The vessel grounded on a sandbar at the mouth of the River Boyne on her outbound voyage. Sandbar was open to weather and predicted tidal depths for this area were affected negatively by bad weather, which was the case on the day of departure. As per owners, cause of grounding was inaccurate estimate of loss of depth (of 0.2m) owing to weather factors by the port / pilot.


The Irish High Court concluded in a lengthy judgement that the impact of the choppy seas on the bow immediately prior to grounding caused her to roll which increased the draught and that led to her touching the sandbar.

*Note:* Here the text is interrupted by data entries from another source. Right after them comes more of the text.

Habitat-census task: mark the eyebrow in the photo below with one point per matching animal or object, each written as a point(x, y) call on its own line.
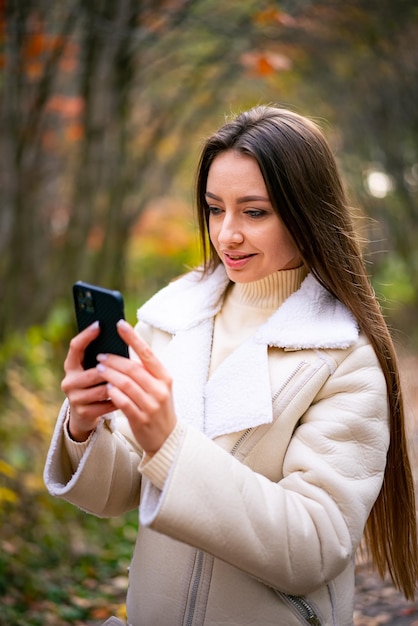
point(240, 200)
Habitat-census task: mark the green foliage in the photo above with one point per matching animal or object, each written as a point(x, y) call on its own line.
point(57, 564)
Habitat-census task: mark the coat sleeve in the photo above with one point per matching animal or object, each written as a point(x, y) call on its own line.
point(299, 533)
point(106, 481)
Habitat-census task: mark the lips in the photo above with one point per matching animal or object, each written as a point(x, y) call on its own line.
point(235, 260)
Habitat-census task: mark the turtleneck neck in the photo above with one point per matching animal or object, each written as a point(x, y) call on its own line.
point(269, 292)
point(247, 306)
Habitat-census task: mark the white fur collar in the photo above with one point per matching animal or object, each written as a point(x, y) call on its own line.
point(310, 318)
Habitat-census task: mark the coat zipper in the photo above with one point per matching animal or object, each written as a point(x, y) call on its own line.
point(302, 607)
point(276, 395)
point(288, 379)
point(200, 555)
point(194, 588)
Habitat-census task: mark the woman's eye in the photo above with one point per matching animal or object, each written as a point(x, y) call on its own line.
point(255, 213)
point(214, 210)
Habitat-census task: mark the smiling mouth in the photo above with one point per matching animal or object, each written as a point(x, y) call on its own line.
point(237, 257)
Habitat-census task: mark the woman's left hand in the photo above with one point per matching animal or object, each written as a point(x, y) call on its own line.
point(141, 389)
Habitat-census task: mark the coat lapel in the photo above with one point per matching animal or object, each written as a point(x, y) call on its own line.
point(238, 394)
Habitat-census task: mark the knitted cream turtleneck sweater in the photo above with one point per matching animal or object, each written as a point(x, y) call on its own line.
point(247, 306)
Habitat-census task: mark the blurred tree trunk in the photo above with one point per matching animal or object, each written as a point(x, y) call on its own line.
point(358, 62)
point(98, 102)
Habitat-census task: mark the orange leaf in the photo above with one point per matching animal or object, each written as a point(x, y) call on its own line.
point(264, 67)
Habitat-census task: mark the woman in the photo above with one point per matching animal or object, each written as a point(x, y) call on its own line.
point(260, 424)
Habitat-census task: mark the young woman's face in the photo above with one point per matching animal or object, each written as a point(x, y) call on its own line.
point(249, 237)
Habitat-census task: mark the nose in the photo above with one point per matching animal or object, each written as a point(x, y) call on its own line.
point(230, 230)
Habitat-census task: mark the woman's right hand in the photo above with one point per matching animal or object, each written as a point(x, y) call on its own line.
point(87, 397)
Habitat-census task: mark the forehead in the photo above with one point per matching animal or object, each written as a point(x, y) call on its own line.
point(234, 169)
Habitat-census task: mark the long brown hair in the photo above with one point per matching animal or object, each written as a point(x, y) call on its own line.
point(306, 191)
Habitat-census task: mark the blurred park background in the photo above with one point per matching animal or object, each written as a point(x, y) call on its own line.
point(103, 108)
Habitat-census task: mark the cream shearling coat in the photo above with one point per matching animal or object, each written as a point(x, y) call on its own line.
point(255, 514)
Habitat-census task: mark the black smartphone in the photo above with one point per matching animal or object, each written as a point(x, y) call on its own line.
point(106, 306)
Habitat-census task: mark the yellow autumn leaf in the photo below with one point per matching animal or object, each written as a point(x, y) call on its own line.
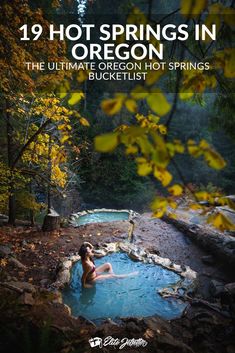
point(185, 94)
point(158, 102)
point(112, 106)
point(192, 8)
point(202, 195)
point(82, 76)
point(75, 98)
point(153, 76)
point(61, 127)
point(106, 142)
point(131, 150)
point(162, 129)
point(175, 190)
point(64, 138)
point(84, 122)
point(229, 68)
point(163, 175)
point(131, 105)
point(139, 92)
point(143, 169)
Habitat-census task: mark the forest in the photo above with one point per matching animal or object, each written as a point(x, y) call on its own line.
point(148, 138)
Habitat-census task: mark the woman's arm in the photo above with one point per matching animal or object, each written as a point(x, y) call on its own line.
point(84, 277)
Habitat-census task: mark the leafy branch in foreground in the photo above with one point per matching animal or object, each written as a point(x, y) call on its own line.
point(148, 141)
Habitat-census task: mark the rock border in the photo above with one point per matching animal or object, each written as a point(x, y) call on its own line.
point(75, 216)
point(220, 245)
point(188, 276)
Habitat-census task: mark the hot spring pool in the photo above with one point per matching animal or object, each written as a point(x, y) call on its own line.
point(131, 296)
point(102, 216)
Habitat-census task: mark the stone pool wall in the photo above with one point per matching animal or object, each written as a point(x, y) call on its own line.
point(75, 216)
point(136, 254)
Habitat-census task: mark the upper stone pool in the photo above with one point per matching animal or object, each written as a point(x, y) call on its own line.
point(98, 216)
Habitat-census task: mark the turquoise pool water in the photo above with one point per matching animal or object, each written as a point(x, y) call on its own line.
point(131, 296)
point(99, 217)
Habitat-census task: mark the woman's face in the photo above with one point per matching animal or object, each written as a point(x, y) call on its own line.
point(89, 251)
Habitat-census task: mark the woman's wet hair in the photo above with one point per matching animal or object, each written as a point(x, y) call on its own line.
point(83, 251)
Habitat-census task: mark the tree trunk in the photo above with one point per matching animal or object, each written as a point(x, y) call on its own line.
point(10, 156)
point(31, 212)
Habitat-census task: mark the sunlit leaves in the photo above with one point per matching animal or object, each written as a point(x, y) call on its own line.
point(175, 190)
point(192, 8)
point(106, 142)
point(84, 122)
point(158, 102)
point(163, 175)
point(131, 105)
point(75, 98)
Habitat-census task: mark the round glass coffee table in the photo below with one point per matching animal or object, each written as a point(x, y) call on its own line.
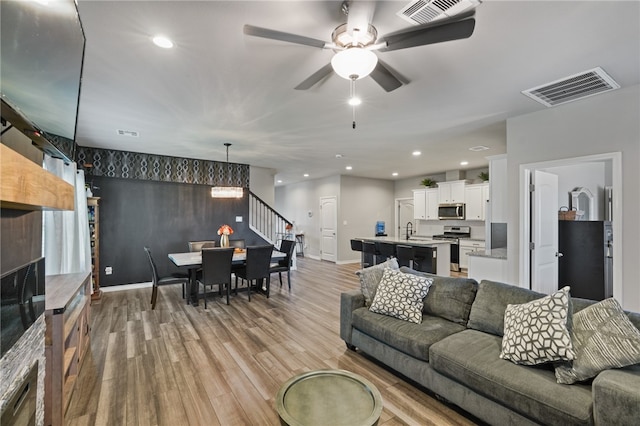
point(329, 397)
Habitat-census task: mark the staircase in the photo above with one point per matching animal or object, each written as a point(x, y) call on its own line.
point(265, 221)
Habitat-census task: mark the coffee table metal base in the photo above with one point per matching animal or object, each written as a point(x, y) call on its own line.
point(329, 397)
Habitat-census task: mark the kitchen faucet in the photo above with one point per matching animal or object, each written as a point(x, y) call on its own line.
point(407, 228)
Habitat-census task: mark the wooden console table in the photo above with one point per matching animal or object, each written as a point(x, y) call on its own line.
point(67, 309)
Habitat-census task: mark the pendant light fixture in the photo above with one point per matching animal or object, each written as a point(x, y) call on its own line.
point(227, 191)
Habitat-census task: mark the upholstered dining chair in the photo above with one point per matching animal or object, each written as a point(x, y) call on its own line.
point(216, 270)
point(256, 267)
point(158, 281)
point(284, 265)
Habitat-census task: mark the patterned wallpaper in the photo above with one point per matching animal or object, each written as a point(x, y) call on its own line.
point(134, 165)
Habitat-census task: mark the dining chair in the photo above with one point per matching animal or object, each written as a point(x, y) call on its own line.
point(284, 265)
point(256, 267)
point(216, 270)
point(157, 281)
point(199, 245)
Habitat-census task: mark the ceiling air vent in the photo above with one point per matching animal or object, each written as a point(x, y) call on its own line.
point(420, 12)
point(573, 88)
point(130, 133)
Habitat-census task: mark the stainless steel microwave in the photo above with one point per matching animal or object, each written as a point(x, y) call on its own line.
point(451, 211)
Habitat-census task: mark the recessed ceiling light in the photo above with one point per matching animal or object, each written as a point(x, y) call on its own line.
point(162, 41)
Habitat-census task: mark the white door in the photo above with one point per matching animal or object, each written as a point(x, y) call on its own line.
point(544, 233)
point(404, 215)
point(328, 225)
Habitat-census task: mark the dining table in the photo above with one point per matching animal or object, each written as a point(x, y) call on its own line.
point(192, 261)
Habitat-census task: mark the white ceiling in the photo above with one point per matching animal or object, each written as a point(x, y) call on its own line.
point(218, 85)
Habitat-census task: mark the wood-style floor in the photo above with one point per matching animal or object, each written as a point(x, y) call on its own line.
point(180, 364)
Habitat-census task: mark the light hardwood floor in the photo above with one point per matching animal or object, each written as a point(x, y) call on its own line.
point(180, 364)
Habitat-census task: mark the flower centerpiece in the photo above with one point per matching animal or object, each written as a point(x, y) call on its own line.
point(224, 231)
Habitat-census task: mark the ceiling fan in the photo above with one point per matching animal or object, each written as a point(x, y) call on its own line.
point(356, 41)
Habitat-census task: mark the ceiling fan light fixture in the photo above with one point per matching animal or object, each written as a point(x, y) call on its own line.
point(354, 63)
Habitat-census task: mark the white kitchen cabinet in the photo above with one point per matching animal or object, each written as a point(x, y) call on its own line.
point(498, 188)
point(425, 204)
point(451, 192)
point(476, 197)
point(466, 247)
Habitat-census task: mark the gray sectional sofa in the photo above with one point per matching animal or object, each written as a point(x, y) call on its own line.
point(454, 352)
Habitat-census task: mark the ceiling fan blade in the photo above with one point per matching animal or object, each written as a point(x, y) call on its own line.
point(385, 78)
point(279, 35)
point(431, 33)
point(315, 77)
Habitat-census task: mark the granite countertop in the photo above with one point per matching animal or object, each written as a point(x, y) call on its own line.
point(499, 253)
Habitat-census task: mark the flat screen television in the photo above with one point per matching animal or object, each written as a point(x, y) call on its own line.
point(41, 59)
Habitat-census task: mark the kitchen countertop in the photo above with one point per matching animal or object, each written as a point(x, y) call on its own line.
point(414, 241)
point(500, 253)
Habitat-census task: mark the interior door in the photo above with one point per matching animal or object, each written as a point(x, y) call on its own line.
point(404, 216)
point(544, 233)
point(328, 228)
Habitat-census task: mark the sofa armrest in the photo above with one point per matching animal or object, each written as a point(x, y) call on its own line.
point(349, 302)
point(616, 397)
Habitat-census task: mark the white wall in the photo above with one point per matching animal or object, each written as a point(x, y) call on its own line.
point(261, 182)
point(600, 124)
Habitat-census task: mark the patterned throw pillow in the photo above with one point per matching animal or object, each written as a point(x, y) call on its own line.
point(400, 295)
point(536, 332)
point(603, 337)
point(370, 278)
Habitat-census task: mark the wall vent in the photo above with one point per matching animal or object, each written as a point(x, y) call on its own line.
point(420, 12)
point(130, 133)
point(573, 88)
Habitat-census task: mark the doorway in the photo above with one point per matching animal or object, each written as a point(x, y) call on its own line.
point(328, 228)
point(530, 221)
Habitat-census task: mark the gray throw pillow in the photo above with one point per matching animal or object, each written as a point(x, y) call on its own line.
point(603, 337)
point(400, 295)
point(370, 278)
point(536, 332)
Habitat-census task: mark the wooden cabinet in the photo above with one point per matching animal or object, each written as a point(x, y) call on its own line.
point(451, 192)
point(93, 213)
point(67, 337)
point(476, 198)
point(425, 204)
point(466, 247)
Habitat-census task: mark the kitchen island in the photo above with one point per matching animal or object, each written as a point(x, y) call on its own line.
point(443, 255)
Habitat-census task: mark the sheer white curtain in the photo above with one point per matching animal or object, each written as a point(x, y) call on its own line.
point(66, 243)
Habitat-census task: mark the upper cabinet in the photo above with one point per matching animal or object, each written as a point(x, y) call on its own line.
point(451, 192)
point(425, 204)
point(476, 199)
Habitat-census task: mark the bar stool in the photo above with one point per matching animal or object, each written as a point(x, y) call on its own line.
point(385, 250)
point(356, 245)
point(370, 253)
point(405, 255)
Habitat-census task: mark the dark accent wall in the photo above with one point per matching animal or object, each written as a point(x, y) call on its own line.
point(163, 216)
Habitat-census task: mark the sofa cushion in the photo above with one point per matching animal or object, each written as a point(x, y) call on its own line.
point(536, 332)
point(412, 339)
point(487, 311)
point(448, 297)
point(471, 358)
point(400, 295)
point(603, 338)
point(370, 278)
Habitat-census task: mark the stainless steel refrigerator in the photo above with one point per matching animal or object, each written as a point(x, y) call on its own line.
point(586, 261)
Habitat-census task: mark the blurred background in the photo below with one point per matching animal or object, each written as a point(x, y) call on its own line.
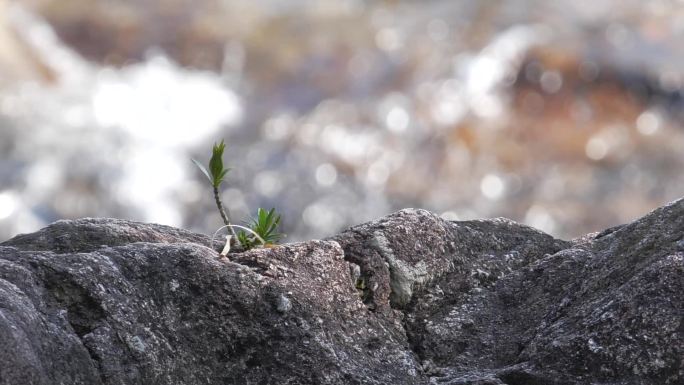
point(565, 115)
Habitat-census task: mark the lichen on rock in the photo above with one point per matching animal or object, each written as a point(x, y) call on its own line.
point(105, 301)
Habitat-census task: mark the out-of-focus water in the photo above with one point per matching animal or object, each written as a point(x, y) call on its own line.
point(563, 115)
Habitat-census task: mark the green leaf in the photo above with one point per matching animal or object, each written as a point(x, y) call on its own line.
point(216, 163)
point(203, 169)
point(266, 225)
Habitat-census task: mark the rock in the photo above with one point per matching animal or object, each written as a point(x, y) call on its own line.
point(407, 299)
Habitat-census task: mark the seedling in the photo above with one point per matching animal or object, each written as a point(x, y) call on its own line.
point(215, 175)
point(262, 229)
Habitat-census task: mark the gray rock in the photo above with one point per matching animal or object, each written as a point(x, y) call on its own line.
point(407, 299)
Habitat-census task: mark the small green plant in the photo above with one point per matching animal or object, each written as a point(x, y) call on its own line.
point(262, 230)
point(265, 226)
point(215, 175)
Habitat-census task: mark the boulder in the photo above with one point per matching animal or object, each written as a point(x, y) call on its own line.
point(406, 299)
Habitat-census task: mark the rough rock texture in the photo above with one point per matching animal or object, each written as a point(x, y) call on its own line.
point(407, 299)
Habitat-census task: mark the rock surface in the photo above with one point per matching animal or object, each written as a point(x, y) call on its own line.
point(407, 299)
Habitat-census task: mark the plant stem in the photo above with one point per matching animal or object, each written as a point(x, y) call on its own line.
point(224, 213)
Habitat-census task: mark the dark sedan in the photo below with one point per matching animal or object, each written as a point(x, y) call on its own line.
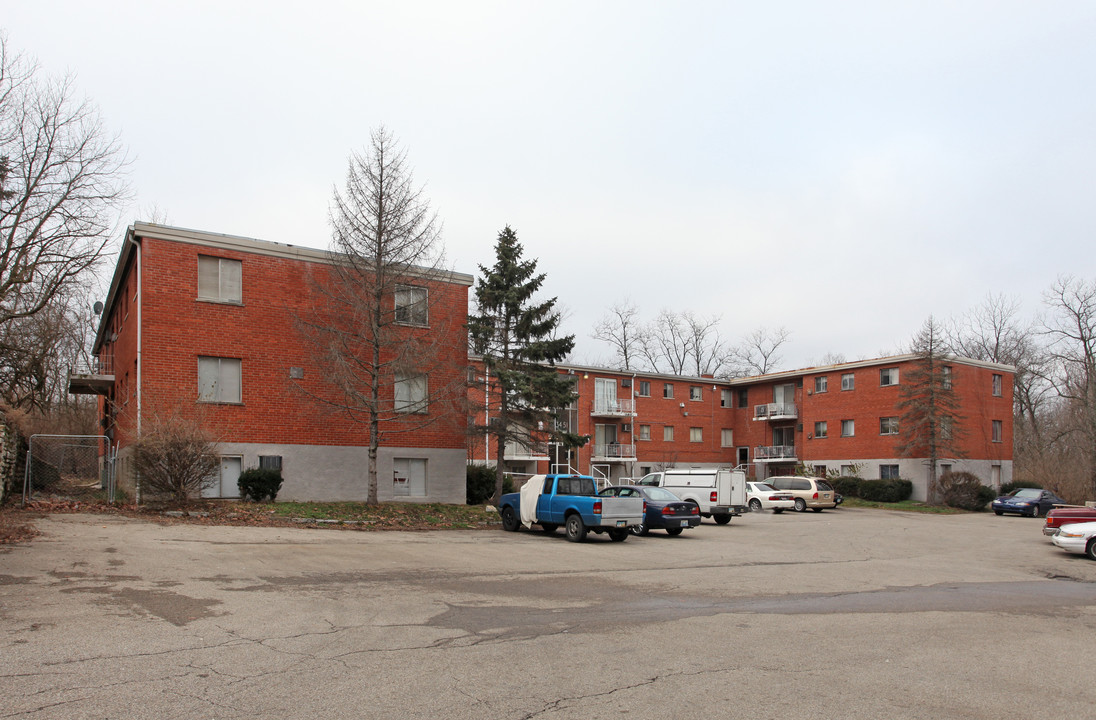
point(664, 510)
point(1027, 501)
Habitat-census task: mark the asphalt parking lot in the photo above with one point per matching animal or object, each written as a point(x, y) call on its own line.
point(843, 614)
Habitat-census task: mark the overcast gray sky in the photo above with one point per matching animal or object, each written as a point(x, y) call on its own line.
point(841, 169)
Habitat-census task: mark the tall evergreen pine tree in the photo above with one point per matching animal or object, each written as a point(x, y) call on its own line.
point(516, 338)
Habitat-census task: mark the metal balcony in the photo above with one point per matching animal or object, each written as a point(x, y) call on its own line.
point(605, 408)
point(776, 411)
point(775, 453)
point(92, 377)
point(614, 452)
point(518, 452)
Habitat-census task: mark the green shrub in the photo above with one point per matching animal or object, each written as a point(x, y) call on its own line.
point(965, 491)
point(260, 483)
point(1008, 487)
point(886, 491)
point(846, 486)
point(480, 484)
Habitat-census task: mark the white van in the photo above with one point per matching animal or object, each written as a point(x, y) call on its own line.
point(720, 494)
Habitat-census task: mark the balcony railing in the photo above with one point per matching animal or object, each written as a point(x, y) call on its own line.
point(614, 452)
point(516, 452)
point(92, 376)
point(775, 453)
point(614, 408)
point(776, 411)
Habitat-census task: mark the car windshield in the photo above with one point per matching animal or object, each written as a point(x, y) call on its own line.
point(660, 495)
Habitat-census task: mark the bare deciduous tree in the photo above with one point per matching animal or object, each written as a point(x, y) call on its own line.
point(757, 353)
point(620, 329)
point(61, 185)
point(379, 344)
point(1071, 330)
point(175, 455)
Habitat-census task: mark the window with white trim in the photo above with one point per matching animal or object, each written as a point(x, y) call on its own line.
point(411, 305)
point(410, 392)
point(220, 280)
point(219, 379)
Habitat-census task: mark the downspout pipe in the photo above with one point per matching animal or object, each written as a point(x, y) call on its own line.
point(140, 300)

It decided in favour of the port, simply because owners could not establish that loss of depth was greater than what was estimated by the port or that port's / pilot's (in)actions led to the grounding. It also said that there was no basis to conclude that the port company should have prevented the vessel from sailing and that the port did not fail in its duties under the Occupiers Liability Act'95.


It is difficult to summarise all the points of discussion here wrg to UKC calculations, but the main ones were in relation to:

  • use of admiralty tidal tables vs. local tidal tables (former being more relevant to the location of grounding);

  • not calculating UKC for all legs of the passage;

  • disregarding readings of the automatic tidal gauges in port (which would have showed that predicted tide was way off from actual levels);

  • not giving due importance to the guidance in Admiralty Sailing Directions on loss of depth in this area in bad wx; and

  • Not having a UKC policy in the SMS was not a non-compliance with ISM Code.